Announcement Announcement Module
Collapse
No announcement yet.
Job restartability v. job rerunnability Page Title Module
Move Remove Collapse
X
Conversation Detail Module
Collapse
  • Filter
  • Time
  • Show
Clear All
new posts

  • Job restartability v. job rerunnability

    If I configure a job to be restartable, I can restart the job and it will pick up where it left off. Fair enough.

    However, how can I rerun a JobInstance that has been completed?

    For example, say there's a bug in my ItemReader such that I miss some items, and my ItemWriter can correctly handle whether an item's work has already been done (inside, or outside, for that matter, a JobInstance). Now, I fix my ItemReader and rerun the Job with the same JobParameters: Batch balks, saying that there's already a JobInstance and exits with an exception.

    What is my workaround to make JobInstances rerunnable?

    One way is to require the user to manually add an "id" JobParameter and provide some unique key, but that's error-prone.

    Another way is to programatically add a JobParameter called "id" that is a UUID so that, effectively, every run of every job results in a new JobInstance. Which listener would I register with to add such a JobParameter before the JobInstance is created?

    Yet another is to request an enhancement calling for a boolean rerunnable attribute on the <job> element, which would have a similar effect.

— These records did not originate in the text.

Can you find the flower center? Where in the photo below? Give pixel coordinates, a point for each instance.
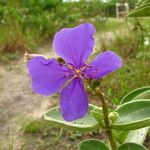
(77, 72)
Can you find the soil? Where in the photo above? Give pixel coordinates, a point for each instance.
(17, 100)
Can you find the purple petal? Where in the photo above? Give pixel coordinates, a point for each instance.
(75, 45)
(74, 101)
(103, 64)
(47, 75)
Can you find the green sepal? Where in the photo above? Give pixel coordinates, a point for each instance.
(133, 94)
(92, 144)
(87, 123)
(97, 114)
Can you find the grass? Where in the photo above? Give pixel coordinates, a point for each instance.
(42, 135)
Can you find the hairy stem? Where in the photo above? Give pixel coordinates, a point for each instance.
(106, 119)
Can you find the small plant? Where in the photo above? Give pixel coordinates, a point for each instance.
(126, 126)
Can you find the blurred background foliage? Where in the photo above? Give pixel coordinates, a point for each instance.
(27, 23)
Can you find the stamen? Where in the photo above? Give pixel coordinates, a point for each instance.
(66, 83)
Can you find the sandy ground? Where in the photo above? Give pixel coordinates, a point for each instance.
(17, 100)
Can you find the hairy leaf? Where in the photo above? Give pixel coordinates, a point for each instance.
(92, 144)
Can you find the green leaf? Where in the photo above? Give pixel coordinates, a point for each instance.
(137, 136)
(142, 10)
(131, 146)
(133, 115)
(130, 96)
(92, 144)
(87, 123)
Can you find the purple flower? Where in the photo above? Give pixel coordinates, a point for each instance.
(49, 76)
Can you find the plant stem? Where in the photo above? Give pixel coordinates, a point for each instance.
(106, 119)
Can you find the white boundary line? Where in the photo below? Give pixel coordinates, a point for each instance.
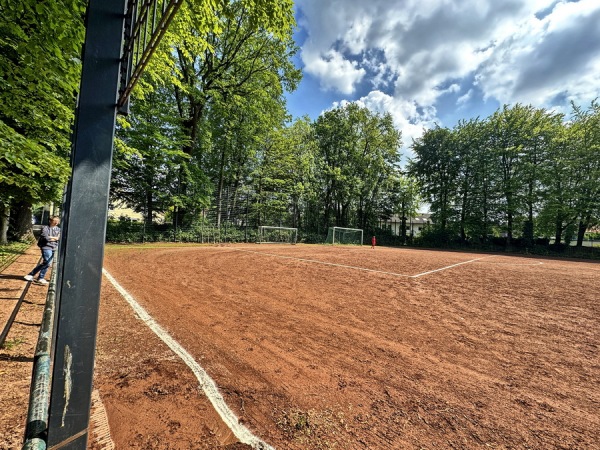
(325, 263)
(362, 268)
(449, 267)
(209, 387)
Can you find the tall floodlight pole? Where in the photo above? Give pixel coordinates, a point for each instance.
(121, 37)
(85, 215)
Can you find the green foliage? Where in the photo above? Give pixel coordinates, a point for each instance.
(10, 252)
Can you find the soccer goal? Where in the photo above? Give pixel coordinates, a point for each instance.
(339, 235)
(277, 235)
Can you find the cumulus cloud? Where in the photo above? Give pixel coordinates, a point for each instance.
(405, 56)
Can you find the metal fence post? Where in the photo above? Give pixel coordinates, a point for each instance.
(85, 215)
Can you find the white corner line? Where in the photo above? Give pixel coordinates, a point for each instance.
(209, 387)
(449, 267)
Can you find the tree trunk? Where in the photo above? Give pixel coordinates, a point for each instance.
(4, 217)
(558, 231)
(581, 229)
(20, 228)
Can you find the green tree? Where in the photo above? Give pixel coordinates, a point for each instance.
(436, 166)
(586, 155)
(222, 59)
(358, 151)
(40, 45)
(283, 176)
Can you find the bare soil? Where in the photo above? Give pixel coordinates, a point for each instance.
(317, 347)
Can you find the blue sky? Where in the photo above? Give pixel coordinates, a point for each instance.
(439, 61)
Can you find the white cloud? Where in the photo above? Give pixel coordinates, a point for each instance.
(333, 71)
(406, 56)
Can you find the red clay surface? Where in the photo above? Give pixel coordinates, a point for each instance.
(496, 352)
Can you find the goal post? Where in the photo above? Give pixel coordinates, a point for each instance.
(277, 235)
(340, 235)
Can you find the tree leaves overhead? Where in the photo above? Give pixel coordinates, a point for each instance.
(40, 45)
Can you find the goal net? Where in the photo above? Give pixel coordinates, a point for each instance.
(339, 235)
(277, 235)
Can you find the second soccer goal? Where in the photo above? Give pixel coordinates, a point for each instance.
(339, 235)
(277, 235)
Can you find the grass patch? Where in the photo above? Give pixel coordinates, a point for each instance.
(12, 343)
(11, 251)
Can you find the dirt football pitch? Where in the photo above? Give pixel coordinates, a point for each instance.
(316, 347)
(320, 347)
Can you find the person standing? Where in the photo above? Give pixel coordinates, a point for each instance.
(48, 243)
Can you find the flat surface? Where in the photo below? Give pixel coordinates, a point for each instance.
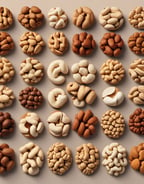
(73, 140)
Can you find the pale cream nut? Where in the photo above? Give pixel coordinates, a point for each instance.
(83, 72)
(56, 71)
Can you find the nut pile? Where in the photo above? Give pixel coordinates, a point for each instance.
(59, 158)
(87, 158)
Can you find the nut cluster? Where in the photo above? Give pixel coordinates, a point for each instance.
(112, 71)
(31, 17)
(111, 44)
(59, 158)
(83, 44)
(136, 95)
(31, 158)
(113, 124)
(31, 43)
(83, 72)
(81, 94)
(7, 158)
(114, 159)
(85, 123)
(87, 158)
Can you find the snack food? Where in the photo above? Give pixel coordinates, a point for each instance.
(83, 44)
(31, 70)
(87, 158)
(31, 43)
(114, 159)
(59, 158)
(57, 18)
(31, 17)
(83, 17)
(30, 97)
(59, 124)
(31, 158)
(83, 72)
(6, 70)
(111, 44)
(85, 123)
(112, 96)
(113, 124)
(112, 71)
(30, 125)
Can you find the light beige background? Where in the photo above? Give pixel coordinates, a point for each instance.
(73, 140)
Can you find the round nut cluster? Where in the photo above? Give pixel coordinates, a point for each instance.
(6, 43)
(30, 125)
(59, 124)
(6, 70)
(111, 18)
(136, 121)
(114, 159)
(57, 18)
(56, 70)
(31, 17)
(83, 44)
(30, 97)
(31, 158)
(7, 158)
(31, 43)
(85, 123)
(81, 94)
(83, 17)
(6, 18)
(112, 96)
(112, 71)
(31, 70)
(59, 158)
(113, 124)
(83, 72)
(136, 70)
(136, 43)
(111, 44)
(136, 95)
(87, 158)
(6, 96)
(136, 17)
(136, 158)
(7, 124)
(58, 43)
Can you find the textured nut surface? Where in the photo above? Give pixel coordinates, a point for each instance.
(59, 158)
(113, 124)
(87, 158)
(114, 159)
(59, 124)
(83, 72)
(57, 18)
(83, 17)
(31, 158)
(31, 70)
(112, 71)
(30, 125)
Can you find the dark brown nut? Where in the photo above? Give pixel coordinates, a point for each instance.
(7, 158)
(6, 43)
(83, 17)
(58, 43)
(85, 123)
(111, 44)
(31, 43)
(30, 97)
(6, 18)
(31, 17)
(83, 44)
(136, 43)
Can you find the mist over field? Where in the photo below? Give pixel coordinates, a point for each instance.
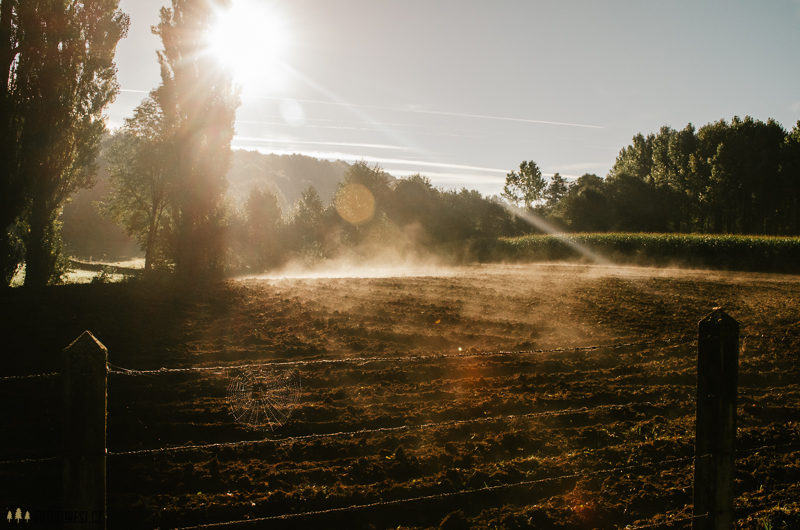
(386, 265)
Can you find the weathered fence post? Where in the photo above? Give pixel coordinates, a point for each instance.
(84, 468)
(717, 367)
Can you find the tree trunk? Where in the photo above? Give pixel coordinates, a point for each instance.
(150, 246)
(39, 262)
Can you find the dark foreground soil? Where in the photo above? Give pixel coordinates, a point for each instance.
(424, 401)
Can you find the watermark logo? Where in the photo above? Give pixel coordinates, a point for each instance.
(18, 516)
(263, 398)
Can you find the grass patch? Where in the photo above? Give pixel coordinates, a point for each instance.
(732, 252)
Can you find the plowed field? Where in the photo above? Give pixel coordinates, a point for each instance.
(530, 396)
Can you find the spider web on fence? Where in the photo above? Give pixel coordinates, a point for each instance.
(263, 398)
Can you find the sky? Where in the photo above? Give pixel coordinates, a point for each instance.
(462, 91)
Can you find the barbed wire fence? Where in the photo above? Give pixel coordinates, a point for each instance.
(115, 370)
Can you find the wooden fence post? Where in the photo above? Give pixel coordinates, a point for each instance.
(717, 368)
(84, 430)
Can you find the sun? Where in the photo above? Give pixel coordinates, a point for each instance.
(250, 40)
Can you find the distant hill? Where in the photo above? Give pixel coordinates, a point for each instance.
(285, 175)
(87, 233)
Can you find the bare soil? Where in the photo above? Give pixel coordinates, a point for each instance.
(461, 429)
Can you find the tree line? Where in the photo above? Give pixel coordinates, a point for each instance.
(168, 165)
(741, 176)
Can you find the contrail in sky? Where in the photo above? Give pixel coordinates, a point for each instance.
(328, 155)
(335, 144)
(419, 111)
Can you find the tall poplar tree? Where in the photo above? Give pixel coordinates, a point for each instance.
(59, 75)
(198, 102)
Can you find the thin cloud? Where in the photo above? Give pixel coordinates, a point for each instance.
(419, 111)
(383, 161)
(257, 139)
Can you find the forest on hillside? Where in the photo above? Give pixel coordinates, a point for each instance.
(741, 176)
(166, 176)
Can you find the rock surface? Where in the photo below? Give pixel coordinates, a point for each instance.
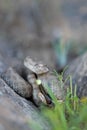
(17, 113)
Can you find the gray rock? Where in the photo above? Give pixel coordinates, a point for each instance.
(17, 83)
(16, 113)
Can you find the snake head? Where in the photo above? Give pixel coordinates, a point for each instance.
(35, 67)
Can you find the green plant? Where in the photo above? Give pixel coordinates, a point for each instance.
(69, 114)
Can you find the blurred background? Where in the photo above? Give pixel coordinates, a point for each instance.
(53, 31)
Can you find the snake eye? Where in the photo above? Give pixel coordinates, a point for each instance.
(49, 101)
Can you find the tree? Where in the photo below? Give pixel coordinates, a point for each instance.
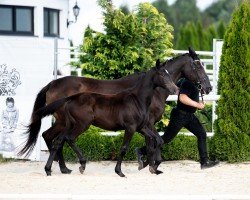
(233, 110)
(131, 42)
(219, 10)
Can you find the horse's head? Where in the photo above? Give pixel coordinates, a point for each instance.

    Are there any other ways that I'm missing? What should I do here that's less prone to error?

    Thanks,
    Matthew
    Last edited by matthewadams; May 19th, 2011, 09:28 AM.

  • #2
    Use JobParametersIncrementer

    I know there is JobParametersIncrementer which can make unique JobParameters, increasing 'run.count' whenever Batch jobs run.
    So, if you want to relaunch some jobs regardless of the jobs' status like FAILED or COMPLETED, you can configure JobParametersIncrementor like RunCountJobParameterIncrementer in the configurations of the jobs.

    Quite simple!

    Code:
    <job id="BatchJob" incrementer="runCountIncrementer" ...>
    	...
    </job>

    Comment


    • #3
      Not sure what you mean, chori. Can you elaborate please?

      Comment


      • #4
        Hi, Matthew

        Spring Batch provides a function to be able to relaunch a Batch job with the sample JobParameters as it creates new JobInstance that has same Biz JobParameters plus an unique JobParameter like 'run.id' created by JobParametersIncrementer like RunIdIncrementer.

        Firstly, RunIdIncrementer out of the box of Spring Batch should be set in your Batch Job configuration as follows.

        Code:
        <bean id="runIdIncrementer" class="org.springframework.batch.core.launch.support.RunIdIncrementer"/>
        You can change the parameter key name 'run.id' to other key by setting <property name="key" value="run.count"/>.
        Anyway,

        Code:
        <job id="BatchJob" incrementer="runIdIncrementer">
        	...
        </job>
        After configuring it, if you use CommandLineJobRunner to run Batch Jobs, you can perform the JobRunner with the option named '-next' and BIZ JobParameters. (e.g. TEST1, TEST2 and TEST3 are dependent on certain Batch Job.)

        Code:
        CommandLineJobRunner -next /sample/batch/BatchJob.xml BatchJob TEST1=1 TEST2=2 TEST3=3
        At the first time when performing the Job, the JobParameters are created in the 'BATCH_JOB_PARAMS' spring batch table.

        Code:
        TEST1=1;TEST2=2;TEST3=3;run.id=1
        And then this BatchJob finishes whether the BatchStatus of it is 'FAILED' or 'COMPLETED'.
        From next time when executing the Job with the same JobParameters, you can see them at the table below.

        Code:
        TEST1=1;TEST2=2;TEST3=3;run.id=2
        TEST1=1;TEST2=2;TEST3=3;run.id=3
        TEST1=1;TEST2=2;TEST3=3;run.id=4
        ...
        From what has mentioned above, you can re-run your BatchJobs with the sample jobParameters by using RunIdIncrementer.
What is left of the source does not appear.